Embora o setor comemore os números, especialistas alertam que o crescimento, se não for acompanhado por investimentos robustos em capacitação técnica e formalização, pode se tornar insustentável. Casos recentes, como os acidentes com balões em Capela do Alto (SP) e em Praia Grande (SC), que resultaram em vítimas fatais, evidenciam o risco gerado pela falta de regulamentação e qualificação no setor.
Três gargalos que travam o setor
Para Luiz Del Vigna, diretor-executivo da Associação Brasileira de Empresas de Ecoturismo e Turismo de Aventura (Abeta), três fatores comprometem a evolução do turismo brasileiro: a informalidade, a ilegalidade e a baixa qualificação técnica. “De maneira geral, a prestação de serviços no turismo brasileiro é muito mal feita”, alerta. Isso impacta diretamente a segurança dos turistas, a qualidade da experiência e até a credibilidade internacional do Brasil no segmento.

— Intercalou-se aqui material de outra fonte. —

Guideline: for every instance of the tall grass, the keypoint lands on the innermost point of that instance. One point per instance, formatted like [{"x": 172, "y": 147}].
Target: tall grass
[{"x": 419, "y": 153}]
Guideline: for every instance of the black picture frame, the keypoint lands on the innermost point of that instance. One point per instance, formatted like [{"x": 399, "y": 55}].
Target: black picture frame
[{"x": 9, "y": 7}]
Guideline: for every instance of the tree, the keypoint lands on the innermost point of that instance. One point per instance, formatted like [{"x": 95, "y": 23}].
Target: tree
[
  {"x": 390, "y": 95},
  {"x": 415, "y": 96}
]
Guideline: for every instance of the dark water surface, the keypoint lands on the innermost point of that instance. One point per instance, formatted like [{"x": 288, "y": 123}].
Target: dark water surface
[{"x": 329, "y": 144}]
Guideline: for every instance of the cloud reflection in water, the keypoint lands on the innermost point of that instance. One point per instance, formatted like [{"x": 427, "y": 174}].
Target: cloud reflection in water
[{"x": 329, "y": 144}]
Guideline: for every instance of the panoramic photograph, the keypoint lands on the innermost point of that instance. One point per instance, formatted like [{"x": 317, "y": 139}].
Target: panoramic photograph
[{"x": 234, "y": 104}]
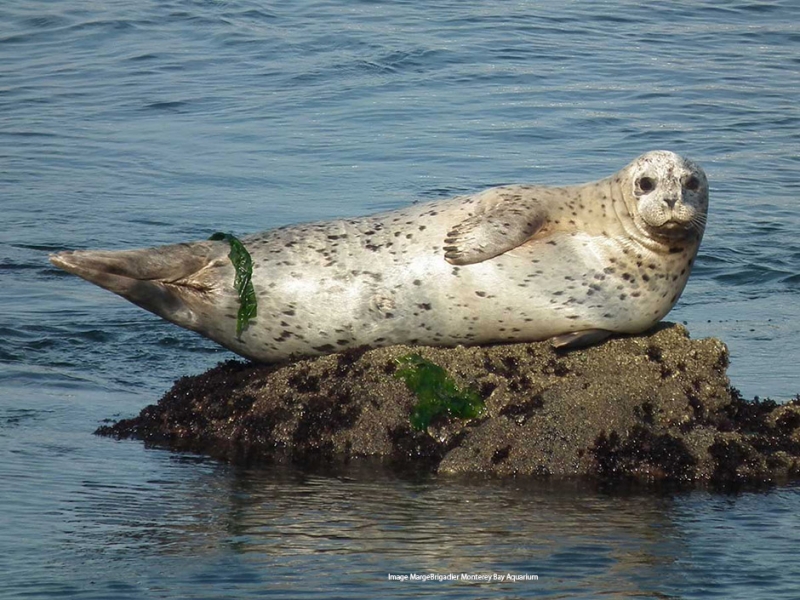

Dados do Dieese revelam que a informalidade na economia criativa — que inclui o turismo — chegou a 42,2% em 2024, acima da média nacional. “A informalidade pode ser uma solução de curto prazo para geração de renda, mas não cria uma base sólida de desenvolvimento para o setor”, reforça Del Vigna.
Segurança não é opcional
Desde 2006, a Abeta mantém o programa Aventura Segura, desenvolvido em parceria com o Ministério do Turismo e o Sebrae. O programa conta com 44 Normas Técnicas, cinco delas transformadas em normas internacionais pela ISO. A base é o Sistema de Gestão de Segurança, que estabelece protocolos rigorosos para prevenir acidentes.
Evandro Schütz, da empresa Atitude Ecologia & Turismo, em Canela (RS), relata como a adoção do sistema salvou vidas. “Identificamos 932 possibilidades de danos e estruturamos nossa operação para mitigar esses riscos”, afirma. Mesmo após um incidente envolvendo um cliente, a empresa conseguiu provar que seguiu todos os protocolos e agiu corretamente, minimizando as consequências.
Exceção, não regra
No entanto, casos como o da Atitude são exceções. De acordo com levantamento da Associação Férias Vivas, entre 2002 e 2020, ocorreram 3.960 acidentes relacionados ao turismo no Brasil. As causas são preocupantes: 70% dos acidentes ocorreram por negligência dos prestadores de serviços, 77% por ausência de equipamentos de proteção e 49% por imperícia dos profissionais.
Daniela Meres, da agência Gondwana Brasil, de Curitiba, explica que boa parte da sua rotina envolve não só contratar prestadores de serviço, mas também educá-los. “Falta uma pressão mais forte do mercado nacional para que a gestão de segurança e as boas práticas sejam exigências, não diferenciais”, diz.
Enquanto operadoras estrangeiras já exigem seguros, contratos claros e certificações como pré-requisitos, o mercado brasileiro ainda trata essas práticas como opcionais. Isso distancia o Brasil dos padrões internacionais de turismo responsável e seguro.
Caminho é capacitar e regulamentar
Com o mercado projetando faturamento de R$ 211 bilhões para 2025, segundo a FecomercioSP, a oportunidade de crescimento é enorme. Mas a Abeta alerta que, sem profissionalização, o setor corre o risco de crescer de forma desordenada e insustentável.
“O Brasil tem potencial para ser referência mundial no turismo de natureza e aventura, mas só se transformar essa energia criativa e essa riqueza natural em uma indústria profissional, segura e sustentável”, conclui Del Vigna.
O desafio, portanto, vai além de atrair turistas. É garantir que eles voltem para casa com segurança, satisfação e vontade de retornar — e que suas experiências sejam um motor de desenvolvimento econômico e social para o país.